In diesem Sinne wagen wir den Frühling der neuen Menschheit, wagen wir in jeder neuen Situation unser Bestes zu geben.
Gertrud Müller
Kooperation der Wahrnehmung
Wenn sich zwei oder mehrere Menschen darüber unterhalten, was sie sehen oder gesehen haben, kommt es oft zu Streit: Ich habe es genau gesehen, „heute Morgen waren zwei Personen auf dem Hügel gestanden“, sagt der erste Beobachtende“ Nein sagt die zweite Beobachterin: Das waren nur unsere Schatten“. Ein weitere Beobachtung wird geschildert: auf dem Hügel sieht man über die ganze Stadt, nein sagen andere auf dem Hügel waren nur Bäume, Sträucher und Landschaften eine Stadt war nicht zu sehen. Je nach Blickwinkel und Blickrichtung ist jede Beobachtung und die Aussage über diese Beobachtung für diesen Moment richtig. Jeder Mensch sieht nur einen Teil der Landschaft, der Szene, des Lebens. Erst wenn man die unterschiedlichen Bilder, der verschiedenen Blickwinkel zusammenlegt wird wie bei einem Puzzle die ganze Landschaft erkennbar, die sich aus so vielen Blickwinkeln zusammensetzt. Es ist wirklich spannend zu vergleichen, was hast du heute wahrgenommen, gesehen, gehört und was habe ich wahrgenommen, gesehen und gehört. Solange wir beurteilen, dass die eine Wahrnehmung die richtige und die andere die falsche ist, sehen wir viele Nuancen des Lebens nicht. Wir können wesentlich mehr, differenzierter und am Ende vermutlich auch wahrheitsgetreuer wahrnehmen, wenn wir unsere Beobachtungen mit den Beobachtungen der anderen ergänzen und erweitern. Bitte überprüfen Sie selbst, besprechen Sie mit anderen, was Sie selbst sehen und was andere gesehen hatten, sprechen Sie über die unterschiedlichen Blickwinkel der Wahrnehmung; die Verständigung, die Toleranz und das gegenseitige Wissen kann sich dadurch wesentlich verbessern.

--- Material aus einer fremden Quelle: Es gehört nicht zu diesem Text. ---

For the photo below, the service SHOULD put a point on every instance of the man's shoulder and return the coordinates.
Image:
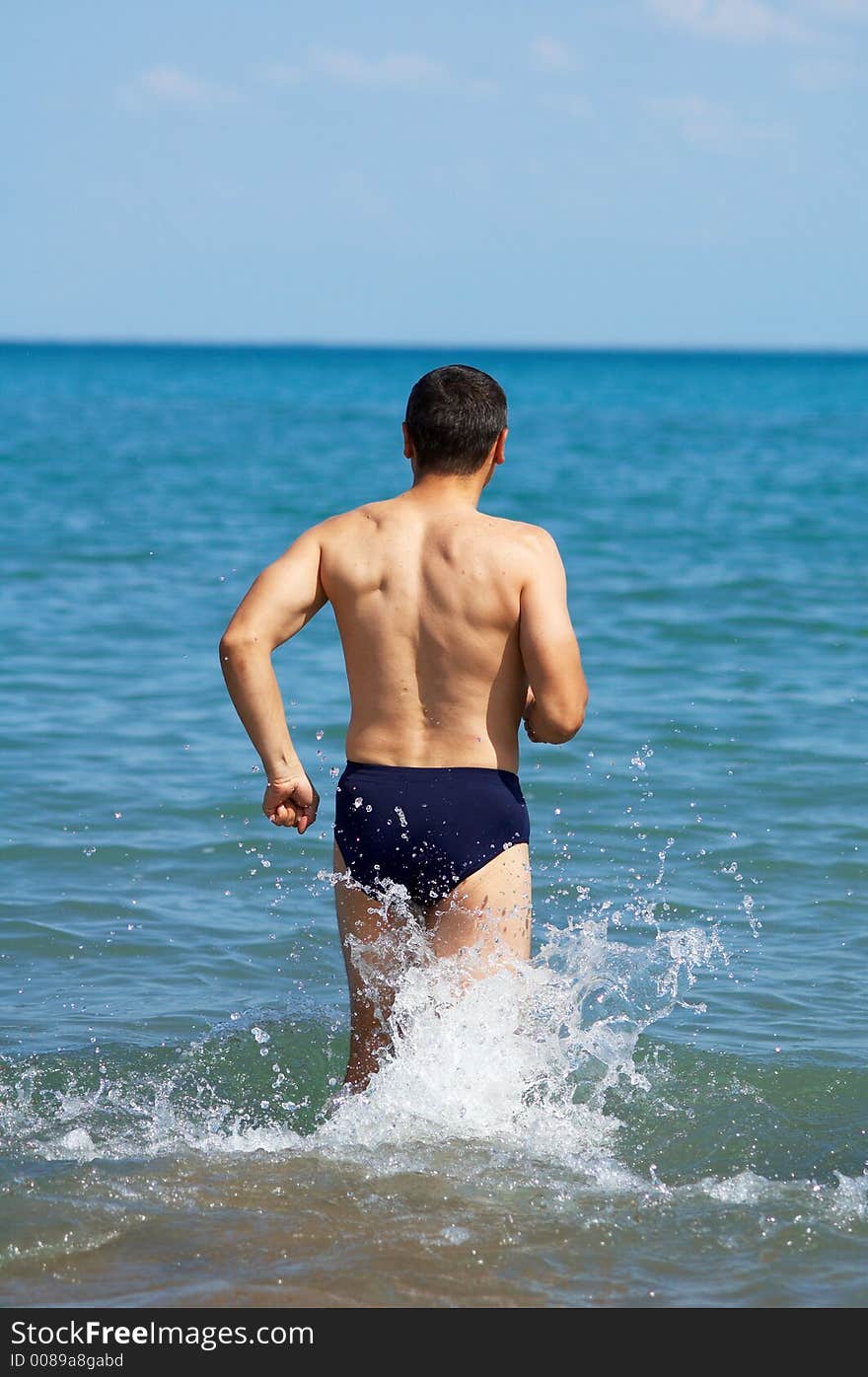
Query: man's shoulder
(523, 532)
(340, 522)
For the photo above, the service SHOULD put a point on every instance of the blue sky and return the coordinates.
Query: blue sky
(628, 173)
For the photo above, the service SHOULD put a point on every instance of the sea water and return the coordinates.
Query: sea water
(670, 1103)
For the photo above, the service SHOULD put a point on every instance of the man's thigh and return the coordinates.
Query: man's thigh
(489, 911)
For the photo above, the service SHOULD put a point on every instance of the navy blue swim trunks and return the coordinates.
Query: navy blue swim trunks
(426, 828)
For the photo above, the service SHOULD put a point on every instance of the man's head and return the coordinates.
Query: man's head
(457, 416)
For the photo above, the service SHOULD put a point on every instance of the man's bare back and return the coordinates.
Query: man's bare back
(454, 626)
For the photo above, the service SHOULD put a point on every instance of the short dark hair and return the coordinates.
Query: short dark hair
(454, 416)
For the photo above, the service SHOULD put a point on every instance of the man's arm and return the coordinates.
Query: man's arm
(281, 601)
(558, 690)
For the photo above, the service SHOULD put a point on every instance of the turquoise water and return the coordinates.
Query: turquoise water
(680, 1113)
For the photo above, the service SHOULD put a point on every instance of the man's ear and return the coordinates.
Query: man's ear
(499, 445)
(409, 452)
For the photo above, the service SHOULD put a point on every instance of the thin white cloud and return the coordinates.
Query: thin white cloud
(393, 69)
(707, 124)
(281, 73)
(170, 86)
(551, 55)
(735, 21)
(843, 9)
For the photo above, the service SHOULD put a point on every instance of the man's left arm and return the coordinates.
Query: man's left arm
(283, 599)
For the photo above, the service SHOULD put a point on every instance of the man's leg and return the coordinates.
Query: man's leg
(490, 911)
(367, 920)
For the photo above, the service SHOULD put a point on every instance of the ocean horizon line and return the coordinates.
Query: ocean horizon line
(393, 347)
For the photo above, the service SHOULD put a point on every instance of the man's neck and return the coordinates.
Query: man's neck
(448, 489)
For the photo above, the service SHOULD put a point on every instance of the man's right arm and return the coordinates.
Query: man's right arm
(548, 647)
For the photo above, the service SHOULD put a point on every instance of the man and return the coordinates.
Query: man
(454, 626)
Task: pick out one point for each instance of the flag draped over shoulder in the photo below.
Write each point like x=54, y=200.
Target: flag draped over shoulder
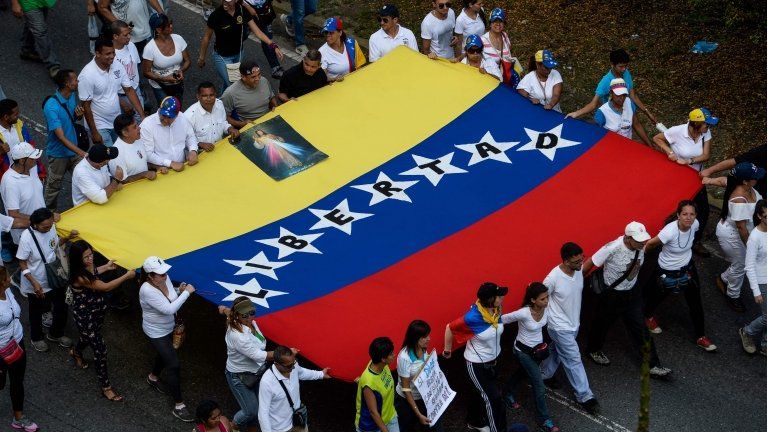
x=436, y=179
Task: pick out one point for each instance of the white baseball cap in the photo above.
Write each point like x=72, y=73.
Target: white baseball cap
x=154, y=264
x=25, y=150
x=637, y=231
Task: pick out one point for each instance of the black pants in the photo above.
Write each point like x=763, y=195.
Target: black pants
x=167, y=359
x=655, y=294
x=628, y=305
x=54, y=301
x=15, y=374
x=485, y=406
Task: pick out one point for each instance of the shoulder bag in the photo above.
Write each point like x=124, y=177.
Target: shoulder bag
x=55, y=274
x=597, y=280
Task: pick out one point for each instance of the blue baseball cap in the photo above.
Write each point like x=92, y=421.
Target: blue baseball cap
x=497, y=14
x=473, y=41
x=332, y=24
x=546, y=58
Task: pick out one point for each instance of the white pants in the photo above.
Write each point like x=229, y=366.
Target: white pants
x=735, y=252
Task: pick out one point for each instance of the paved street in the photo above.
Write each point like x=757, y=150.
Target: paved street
x=708, y=392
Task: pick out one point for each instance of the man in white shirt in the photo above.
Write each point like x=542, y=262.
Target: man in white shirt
x=168, y=137
x=390, y=35
x=438, y=40
x=91, y=180
x=208, y=118
x=621, y=260
x=131, y=157
x=21, y=192
x=99, y=84
x=279, y=392
x=566, y=283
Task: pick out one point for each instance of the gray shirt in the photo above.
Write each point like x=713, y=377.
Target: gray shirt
x=250, y=103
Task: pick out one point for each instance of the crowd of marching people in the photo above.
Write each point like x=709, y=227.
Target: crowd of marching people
x=101, y=130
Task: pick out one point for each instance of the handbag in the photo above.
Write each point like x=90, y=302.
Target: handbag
x=597, y=279
x=300, y=415
x=55, y=274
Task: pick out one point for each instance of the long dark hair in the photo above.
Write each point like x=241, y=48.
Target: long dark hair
x=77, y=268
x=532, y=292
x=417, y=329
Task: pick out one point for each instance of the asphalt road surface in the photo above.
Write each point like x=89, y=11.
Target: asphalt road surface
x=724, y=391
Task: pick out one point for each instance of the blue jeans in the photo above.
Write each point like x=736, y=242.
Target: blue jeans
x=566, y=351
x=300, y=9
x=757, y=327
x=220, y=66
x=530, y=367
x=248, y=399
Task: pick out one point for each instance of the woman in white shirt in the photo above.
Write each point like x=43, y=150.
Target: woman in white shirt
x=531, y=319
x=160, y=303
x=543, y=84
x=165, y=59
x=734, y=228
x=41, y=237
x=408, y=403
x=12, y=336
x=675, y=272
x=756, y=273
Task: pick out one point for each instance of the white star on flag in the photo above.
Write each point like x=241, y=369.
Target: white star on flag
x=434, y=169
x=258, y=264
x=488, y=140
x=338, y=217
x=250, y=289
x=289, y=243
x=547, y=142
x=385, y=188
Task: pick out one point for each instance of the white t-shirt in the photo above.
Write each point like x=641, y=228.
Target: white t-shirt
x=408, y=365
x=165, y=65
x=684, y=146
x=334, y=63
x=439, y=33
x=88, y=183
x=564, y=299
x=541, y=91
x=128, y=56
x=101, y=87
x=132, y=158
x=615, y=258
x=27, y=251
x=23, y=193
x=676, y=252
x=528, y=329
x=157, y=310
x=381, y=43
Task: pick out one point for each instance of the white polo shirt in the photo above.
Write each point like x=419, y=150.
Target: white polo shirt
x=101, y=87
x=88, y=183
x=166, y=144
x=23, y=193
x=439, y=32
x=683, y=145
x=381, y=43
x=275, y=413
x=132, y=158
x=211, y=126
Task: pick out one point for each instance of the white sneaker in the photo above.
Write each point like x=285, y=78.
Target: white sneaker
x=288, y=26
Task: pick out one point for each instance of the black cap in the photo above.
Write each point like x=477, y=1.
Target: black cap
x=389, y=10
x=100, y=153
x=490, y=289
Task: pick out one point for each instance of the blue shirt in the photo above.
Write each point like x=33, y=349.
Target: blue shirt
x=57, y=118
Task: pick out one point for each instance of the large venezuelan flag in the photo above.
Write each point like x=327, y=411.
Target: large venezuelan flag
x=437, y=180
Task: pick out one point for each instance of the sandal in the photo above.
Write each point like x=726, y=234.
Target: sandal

Fremdbestimmung – die kranke Kooperation
So wie der Körper krank werden kann, so kann auch die Kooperation im Körper, in Beziehungen und Gemeinschaften krank werden: Im gesunden Körper sendet das Gehirn Reize an Zellen und Organe. Die Zellen und Organe melden ihre Empfindungen und Zustände ans Gehirn zurück: Schmerzen, Hunger, Angst oder anderes Unbehagen, natürlich auch Wohlfühlen. Ein gesundes Leben ist ein ständiger Kreislauf, der an Lebenserhaltung, wechselseitige Kooperation und Weiterentwicklung ausgerichtet ist. Ähnlich verhält es sich in gesunden Beziehungen und Gemeinschaften. Handlungen werden in Absprachen geplant und jeder Beteiligte meldet seine Empfindungen zurück. Wie kann es passieren, dass im Körper, in Beziehungen und Gemeinschaft dieser gesunde Austausch nicht mehr gepflegt, verhindert oder ignoriert wird? Es gibt Menschen, die hören nicht auf Ihren Körper. Es gibt Gemeinschaften, die ihren Mitgliedern nicht mehr zuhören. Die Kooperation untereinander ist gestört. Gefühle werden unterdrückt und Reize kaum mehr weitergegeben. Diese kranken Kooperationen funktionieren zwar noch halbwegs automatisiert, es findet jedoch keine Weiterentwicklung mehr statt. Die Beteiligten sind abgelenkt durch unausgesprochene Erwartungen von Anderen, durch unangemessene Leistungsvorgaben, sie erleben Ausgrenzung und wehren sich kaum mehr bei Demütigung. Weder die Reize von außen noch Empfindungen, die zur inneren Kooperation nötig sind, können erlebt und weitergegeben werden. Die Angst aus der Gruppe, Familie oder Kultur heraus zu fallen wird größer. Gefahren, Bedürfnisse, Wünsche und Träume werden kaum mehr wahrgenommen, identifiziert oder ausgesprochen. Das fremdbestimmte Funktionieren erfordert andere Kompensationen: perfekt sein, eine Show spielen, sich besser darstellen als man ist, übertriebene Arbeitssucht, extremer Ehrgeiz, Fehler vertuschen, …um nur einige zu nennen. Die fehlende echte, wertschätzende und mitfühlende Kommunikation führt zu Dysbalancen im Körper, in Beziehungen und Gemeinschaften. Es entstehen weitere Formen der Unklarheit, der Abhängigkeit, die Fehlbelastungen zur Folge haben. In diesem Phasen entwickeln Mächtige, die Idee über andere herrschen- und bestimmen zu wollen. Bei Dysbalancen gewinnen Mächtige an Einfluss und die Abhängigen werden abhängiger. Nur wenn wir diese Mechanismen durchschauen, können wir die kranke fremdbestimmte Kooperation hinter uns lassen und Veränderung in Richtung Gesundheit, wertschätzende Beziehungen und gesunde Gesellschaften anstreben.